Volume 9, Issue 6 - November/December 2007
Off the Line
Parallel Glass Universes
It didn’t take the Wright brothers very long to realize that they didn’t like getting “bugs in their teeth” when their aircraft was finally able to fly, any more than the Duryea brothers did when their horseless carriage started successfully moving down the road. Because the auto pilot was years away, both modes required that the driver also see where he was going, as well. A piece of window glass initially worked in both applications. However, as engines became refined and the speeds increased, laminated flat glass (laminated with either cellulose nitrate or cellulose acetate) took its place.
Historians would disagree as to which automobile had the first laminated windshield; however, most would agree that the Ford Tri-motor (a.k.a., the “Tin Goose”) was the first aircraft with a laminated windshield (circa 1926).
The cellulose nitrate/acetate product was replaced by polyvinyl butyral (PVB) as the interlayer of choice in the late 1930s. While automotive laminated glass still uses a refined PVB product, aircraft transparency technology has moved through quite a variety of products from cast-in-place (CIP) interlayer, to urethanes and silicone products.
While in-dash defrosters helped to defrost/defog/deice windshields, scientists soon discovered that a metallic coating built into the laminate could easily be heated via an electrical current to clear the windshield faster than heated air could. Alternate frost clearing technologies, which appeared on both cars and planes, included painted, screened, conductive ceramic grids or fine wires that are sewed onto one of the interlayer surfaces.
As we know, radio communication always has been a necessity on aircraft. While the initial radios on automobiles were optional, it didn’t take long for consumers to require radio receivers on their cars. Whether for one- or two-way communication, antennas can now be found, screened on the glass, sewed into the interlayer, or embedded into the pinchwelds of both cars and planes.
As an aircraft makes its approach for landing, projecting the instrumentation on the windshield in the pilot’s site line has proved to be an excellent way to make landing a lot safer. Of course we know that the heads-up display (HUD) currently is available on many motor vehicles.

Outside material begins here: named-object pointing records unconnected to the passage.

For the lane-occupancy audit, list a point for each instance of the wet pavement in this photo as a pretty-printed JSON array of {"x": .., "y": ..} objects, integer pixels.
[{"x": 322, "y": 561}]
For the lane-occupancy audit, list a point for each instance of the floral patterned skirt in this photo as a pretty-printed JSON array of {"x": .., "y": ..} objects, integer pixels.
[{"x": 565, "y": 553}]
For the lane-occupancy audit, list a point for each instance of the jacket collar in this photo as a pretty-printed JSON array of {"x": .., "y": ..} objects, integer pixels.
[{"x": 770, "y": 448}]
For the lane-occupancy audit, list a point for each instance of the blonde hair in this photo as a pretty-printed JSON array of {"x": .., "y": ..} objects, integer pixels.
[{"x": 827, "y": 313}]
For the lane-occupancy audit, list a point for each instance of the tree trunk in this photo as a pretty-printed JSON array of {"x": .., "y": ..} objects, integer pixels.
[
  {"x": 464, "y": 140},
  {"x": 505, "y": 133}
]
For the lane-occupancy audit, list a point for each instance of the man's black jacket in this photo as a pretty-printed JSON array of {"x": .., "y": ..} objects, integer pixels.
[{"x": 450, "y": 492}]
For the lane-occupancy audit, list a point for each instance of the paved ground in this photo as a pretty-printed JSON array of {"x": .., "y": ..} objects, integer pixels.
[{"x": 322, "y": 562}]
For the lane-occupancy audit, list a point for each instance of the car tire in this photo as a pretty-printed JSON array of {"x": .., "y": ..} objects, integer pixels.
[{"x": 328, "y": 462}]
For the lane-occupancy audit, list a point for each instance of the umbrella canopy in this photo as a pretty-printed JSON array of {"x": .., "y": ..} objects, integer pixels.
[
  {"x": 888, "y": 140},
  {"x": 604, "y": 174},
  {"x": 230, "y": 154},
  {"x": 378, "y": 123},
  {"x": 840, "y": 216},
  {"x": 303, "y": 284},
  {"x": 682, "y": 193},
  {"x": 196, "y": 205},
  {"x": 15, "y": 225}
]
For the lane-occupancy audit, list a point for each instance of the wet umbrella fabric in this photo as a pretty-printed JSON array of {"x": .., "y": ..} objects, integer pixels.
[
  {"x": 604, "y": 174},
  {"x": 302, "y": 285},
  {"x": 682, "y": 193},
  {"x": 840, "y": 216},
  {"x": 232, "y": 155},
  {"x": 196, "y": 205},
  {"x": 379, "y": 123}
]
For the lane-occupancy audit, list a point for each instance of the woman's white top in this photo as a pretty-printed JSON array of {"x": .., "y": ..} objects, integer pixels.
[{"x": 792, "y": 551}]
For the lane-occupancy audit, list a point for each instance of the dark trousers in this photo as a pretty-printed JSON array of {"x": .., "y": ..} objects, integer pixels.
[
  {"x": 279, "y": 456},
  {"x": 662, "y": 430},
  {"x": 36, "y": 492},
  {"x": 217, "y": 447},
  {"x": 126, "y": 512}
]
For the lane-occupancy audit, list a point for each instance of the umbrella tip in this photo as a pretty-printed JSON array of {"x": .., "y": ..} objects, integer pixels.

There is nothing more comforting than driving/flying in the rain or snow while experiencing the value of a water repellant coating on your windshield literally shedding the water. You guessed it—there are parallel technologies that utilize hydrophobic coatings to accomplish this task in both arenas. In fact, the aircraft products are so effective that there are several current airplane designs that no longer require windshield wipers.
What about plastic applications for both modes of transportation? Airplanes have used acrylic and polycarbonate products for many window openings for quite some time. The cost, weight and durability advantages of these products have allowed them to migrate to many applications where pilot vision issues do not come into play. Federal Motor Vehicle Safety Standards (FMVSS) 205-Z26.1 requirements currently prohibit plastic products from appearing in windshield applications; however, more and more plastic products are being found in fixed positions in other locations in the vehicle.
As new motor vehicle or aircraft designs become reality, it’s always fun to speculate if there is a feasible application of any new glass technology that would benefit both modes of travel.
Russ Corsi retired as manager of technical services from PPG Industries’ Automotive Replacement Glass business unit after 31 years in the glass industry. He now serves as a consultant to the industry. Mr. Corsi’s opinions are solely his own and not necessarily those of this magazine.